Research in this lab and others has provided evidence for an important role for expression of glutathione S-transferases (GSTs) (Phase II detoxification) in normal cellular defenses against reactive electrophilic metabolites of carcinogens, and as part of the biological response induced by chemopreventive agents. We have employed a transgenic cell modeling approach to examine the specific contributions of GSTs expressed individually and in combination with relevant genes, including members of the cytochrome P450 (Phase I activation) and the multidrug resistance protein (Phase III efflux) multigene families. We have found that protection against cytotoxicity and/or genotoxicity (DNA adducts or mutagenesis) can be quite different, depending in some cases primarily on GST characteristics and expression level, or in other cases on the nature of the carcinogen, whether it requires activation, and the P450 activation enzyme co-expressed with the GST. We propose to continue these investigations with our existing single-and dual-transfected V79 cell lines that stably express human GSTP1, GSTM1, or GSTA1, alone and also in combination with human P450-1A1 or-1B1, with addition of -1A2. We will focus on a limited set of polycyclic aromatic hydrocarbon (PAH) substrates for these P450s and GSTs, Benzo[a]Pyrene (and its two 7,8-dihydrodiol enantiomers); the more potent DiBenzo[a,I]Pyrene (and its intermediate 11,12-diol metabolites); and 5-methylchrysene. We will also examine metabolism and toxicities of estradiol, reportedly activated by these CYP isozymes and detoxified by hGSTP1, in these cell lines.
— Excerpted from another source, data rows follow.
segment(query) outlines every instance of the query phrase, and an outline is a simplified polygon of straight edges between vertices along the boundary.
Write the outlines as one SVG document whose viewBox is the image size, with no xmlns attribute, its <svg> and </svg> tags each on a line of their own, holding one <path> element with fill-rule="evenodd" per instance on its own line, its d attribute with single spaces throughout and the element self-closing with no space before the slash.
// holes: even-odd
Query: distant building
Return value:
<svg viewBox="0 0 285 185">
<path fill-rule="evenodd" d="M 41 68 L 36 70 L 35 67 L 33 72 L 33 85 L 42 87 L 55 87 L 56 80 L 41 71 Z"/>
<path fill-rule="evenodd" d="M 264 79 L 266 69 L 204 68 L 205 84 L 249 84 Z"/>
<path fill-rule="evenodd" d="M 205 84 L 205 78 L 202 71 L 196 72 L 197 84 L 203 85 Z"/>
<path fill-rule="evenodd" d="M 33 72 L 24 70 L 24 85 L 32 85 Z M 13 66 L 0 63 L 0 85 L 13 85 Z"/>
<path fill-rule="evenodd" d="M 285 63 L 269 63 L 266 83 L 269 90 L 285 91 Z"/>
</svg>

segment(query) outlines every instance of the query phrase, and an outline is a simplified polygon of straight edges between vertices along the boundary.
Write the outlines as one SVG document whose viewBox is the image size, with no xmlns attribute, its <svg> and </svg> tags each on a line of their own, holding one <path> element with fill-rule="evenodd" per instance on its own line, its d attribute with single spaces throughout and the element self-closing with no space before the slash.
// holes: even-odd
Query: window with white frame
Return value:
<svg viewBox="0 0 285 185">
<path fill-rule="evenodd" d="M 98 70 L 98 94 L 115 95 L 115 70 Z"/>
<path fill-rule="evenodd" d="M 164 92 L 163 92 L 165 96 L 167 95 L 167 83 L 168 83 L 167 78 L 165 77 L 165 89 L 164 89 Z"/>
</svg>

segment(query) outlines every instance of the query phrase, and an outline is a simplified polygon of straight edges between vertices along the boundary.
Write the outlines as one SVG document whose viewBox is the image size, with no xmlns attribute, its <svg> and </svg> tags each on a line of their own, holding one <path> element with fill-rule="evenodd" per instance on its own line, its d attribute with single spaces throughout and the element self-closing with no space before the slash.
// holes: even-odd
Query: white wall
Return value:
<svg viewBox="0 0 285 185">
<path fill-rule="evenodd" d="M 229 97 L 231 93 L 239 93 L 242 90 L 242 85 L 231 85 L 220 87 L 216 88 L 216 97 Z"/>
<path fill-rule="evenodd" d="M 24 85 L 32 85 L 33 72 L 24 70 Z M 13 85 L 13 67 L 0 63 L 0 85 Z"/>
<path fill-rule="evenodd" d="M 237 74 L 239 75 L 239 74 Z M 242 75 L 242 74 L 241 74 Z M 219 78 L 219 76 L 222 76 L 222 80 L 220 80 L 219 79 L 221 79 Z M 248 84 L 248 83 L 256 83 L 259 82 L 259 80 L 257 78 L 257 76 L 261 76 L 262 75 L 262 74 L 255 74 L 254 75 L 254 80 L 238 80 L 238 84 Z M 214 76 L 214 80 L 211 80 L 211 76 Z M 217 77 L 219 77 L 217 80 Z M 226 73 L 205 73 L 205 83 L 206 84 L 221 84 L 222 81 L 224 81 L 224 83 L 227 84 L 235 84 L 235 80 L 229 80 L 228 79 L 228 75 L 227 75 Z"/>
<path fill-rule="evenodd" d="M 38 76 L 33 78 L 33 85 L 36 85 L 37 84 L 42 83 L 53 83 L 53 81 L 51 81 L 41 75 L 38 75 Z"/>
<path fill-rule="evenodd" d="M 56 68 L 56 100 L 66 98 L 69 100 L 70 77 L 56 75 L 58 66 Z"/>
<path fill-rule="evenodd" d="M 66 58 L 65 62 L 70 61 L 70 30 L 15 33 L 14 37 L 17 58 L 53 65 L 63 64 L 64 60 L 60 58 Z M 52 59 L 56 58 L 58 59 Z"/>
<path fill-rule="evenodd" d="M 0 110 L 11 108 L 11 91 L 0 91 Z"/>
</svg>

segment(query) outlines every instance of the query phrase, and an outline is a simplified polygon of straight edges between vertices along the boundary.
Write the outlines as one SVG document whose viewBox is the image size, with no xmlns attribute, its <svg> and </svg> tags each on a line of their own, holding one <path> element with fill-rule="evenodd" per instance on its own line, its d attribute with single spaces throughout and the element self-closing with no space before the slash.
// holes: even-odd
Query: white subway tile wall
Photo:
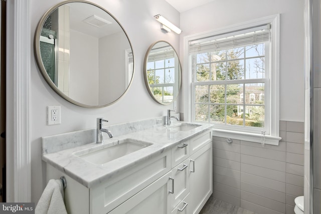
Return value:
<svg viewBox="0 0 321 214">
<path fill-rule="evenodd" d="M 293 214 L 303 194 L 304 123 L 280 121 L 278 146 L 213 137 L 213 196 L 260 214 Z"/>
</svg>

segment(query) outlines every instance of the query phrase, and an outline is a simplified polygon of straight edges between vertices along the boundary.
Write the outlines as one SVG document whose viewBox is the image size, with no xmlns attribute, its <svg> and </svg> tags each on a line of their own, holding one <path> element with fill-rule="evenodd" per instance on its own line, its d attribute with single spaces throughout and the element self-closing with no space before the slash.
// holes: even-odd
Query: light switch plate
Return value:
<svg viewBox="0 0 321 214">
<path fill-rule="evenodd" d="M 61 123 L 60 106 L 47 106 L 47 125 L 55 125 Z"/>
</svg>

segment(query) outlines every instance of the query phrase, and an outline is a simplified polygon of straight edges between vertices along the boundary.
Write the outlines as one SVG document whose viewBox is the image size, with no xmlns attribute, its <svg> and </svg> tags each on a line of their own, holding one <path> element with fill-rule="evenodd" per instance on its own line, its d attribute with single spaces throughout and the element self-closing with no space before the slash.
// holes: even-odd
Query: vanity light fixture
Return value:
<svg viewBox="0 0 321 214">
<path fill-rule="evenodd" d="M 165 19 L 164 17 L 162 17 L 160 14 L 154 16 L 154 18 L 156 20 L 163 24 L 161 28 L 162 30 L 167 32 L 170 32 L 172 30 L 177 34 L 180 34 L 182 32 L 182 30 L 181 29 Z"/>
</svg>

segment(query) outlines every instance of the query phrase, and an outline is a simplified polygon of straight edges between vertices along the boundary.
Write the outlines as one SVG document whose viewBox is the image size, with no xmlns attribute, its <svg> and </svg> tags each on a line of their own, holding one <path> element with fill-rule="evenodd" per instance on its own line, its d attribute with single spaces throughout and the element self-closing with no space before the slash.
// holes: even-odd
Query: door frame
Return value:
<svg viewBox="0 0 321 214">
<path fill-rule="evenodd" d="M 31 202 L 31 0 L 7 1 L 7 201 Z"/>
</svg>

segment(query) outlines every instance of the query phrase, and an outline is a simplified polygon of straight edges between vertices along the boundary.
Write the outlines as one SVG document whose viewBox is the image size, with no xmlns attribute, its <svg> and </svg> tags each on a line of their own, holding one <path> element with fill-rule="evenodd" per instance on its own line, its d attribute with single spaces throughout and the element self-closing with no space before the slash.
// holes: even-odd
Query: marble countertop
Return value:
<svg viewBox="0 0 321 214">
<path fill-rule="evenodd" d="M 200 125 L 195 128 L 184 131 L 173 130 L 169 129 L 168 126 L 159 125 L 142 131 L 114 136 L 112 138 L 104 135 L 102 144 L 89 143 L 49 153 L 43 148 L 42 159 L 85 186 L 91 188 L 211 129 L 212 126 L 210 124 Z M 178 125 L 178 123 L 175 125 Z M 126 139 L 151 143 L 152 145 L 99 165 L 88 162 L 74 154 L 86 149 L 96 150 L 117 144 Z"/>
</svg>

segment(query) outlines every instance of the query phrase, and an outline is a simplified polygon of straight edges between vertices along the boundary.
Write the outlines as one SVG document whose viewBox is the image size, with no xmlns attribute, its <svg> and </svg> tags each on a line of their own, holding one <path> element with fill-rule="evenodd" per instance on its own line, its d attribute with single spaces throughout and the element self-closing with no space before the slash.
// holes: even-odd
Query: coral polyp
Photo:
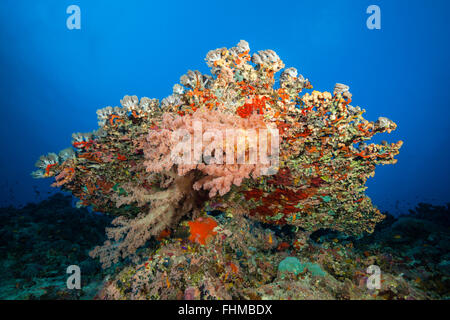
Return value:
<svg viewBox="0 0 450 320">
<path fill-rule="evenodd" d="M 37 162 L 34 177 L 55 177 L 54 185 L 79 198 L 80 206 L 116 216 L 107 229 L 110 241 L 92 255 L 109 266 L 182 218 L 197 219 L 211 208 L 306 232 L 372 232 L 383 215 L 365 194 L 365 183 L 377 165 L 396 163 L 402 142 L 366 142 L 396 124 L 364 119 L 346 85 L 312 91 L 310 81 L 285 68 L 274 51 L 251 56 L 243 40 L 210 51 L 206 62 L 211 75 L 188 71 L 161 103 L 125 96 L 121 107 L 97 111 L 98 130 L 73 135 L 73 149 Z M 195 163 L 175 161 L 174 136 L 182 130 L 195 140 L 196 123 L 207 147 Z M 222 139 L 205 141 L 213 129 Z M 270 163 L 261 157 L 239 162 L 239 141 L 244 158 L 250 157 L 251 141 L 261 147 L 266 129 L 277 132 L 266 141 Z M 233 130 L 250 134 L 227 134 Z M 185 136 L 195 155 L 195 141 Z M 211 163 L 212 157 L 236 161 Z"/>
</svg>

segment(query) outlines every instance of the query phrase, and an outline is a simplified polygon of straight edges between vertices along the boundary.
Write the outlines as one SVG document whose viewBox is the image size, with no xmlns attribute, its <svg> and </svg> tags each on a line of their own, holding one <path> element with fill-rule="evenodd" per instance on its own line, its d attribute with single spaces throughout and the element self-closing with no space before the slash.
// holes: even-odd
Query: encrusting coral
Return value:
<svg viewBox="0 0 450 320">
<path fill-rule="evenodd" d="M 117 216 L 112 241 L 92 252 L 104 266 L 206 207 L 308 232 L 361 234 L 383 219 L 365 183 L 376 165 L 396 162 L 402 142 L 365 141 L 396 124 L 365 120 L 343 84 L 302 94 L 312 85 L 295 68 L 275 86 L 282 60 L 249 52 L 243 40 L 210 51 L 212 75 L 189 71 L 161 103 L 125 96 L 122 107 L 97 111 L 97 131 L 72 136 L 75 152 L 36 163 L 34 177 L 56 177 L 80 206 Z M 256 152 L 264 148 L 265 159 Z"/>
</svg>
In Aim #1 we will examine the unique metabolic interactions between each P450 and GST combination, with both cytotoxicity/apoptosis, DNA adducts, and mutagenicity as endpoints.
Aim # 2 will model cell-cell interactions, asking whether binary mixtures of these cell lines show simple additivity, or synergy or antagonism in the presence of PAHs (e.g. via exchange of stable intermediates), and if GST expression is more effective in concert with one or the other P450 in the two different cell lines co-cultured.
Aim #3 will determine the mechanisms that underlie the large differences observed in GST protection against the cytotoxic vs. genotoxic effects of certain carcinogens.
In Aim #4 we will determine the mechanism for the intriguing observation that expression of GSTs with high efficiency for 4-nitroquinoline oxide or 4-hydroxynonenal conjugation confer paradoxical sensitivity instead of protection. These studies will enhance our knowledge of the factors that govern chemoprotective functions of GSTs.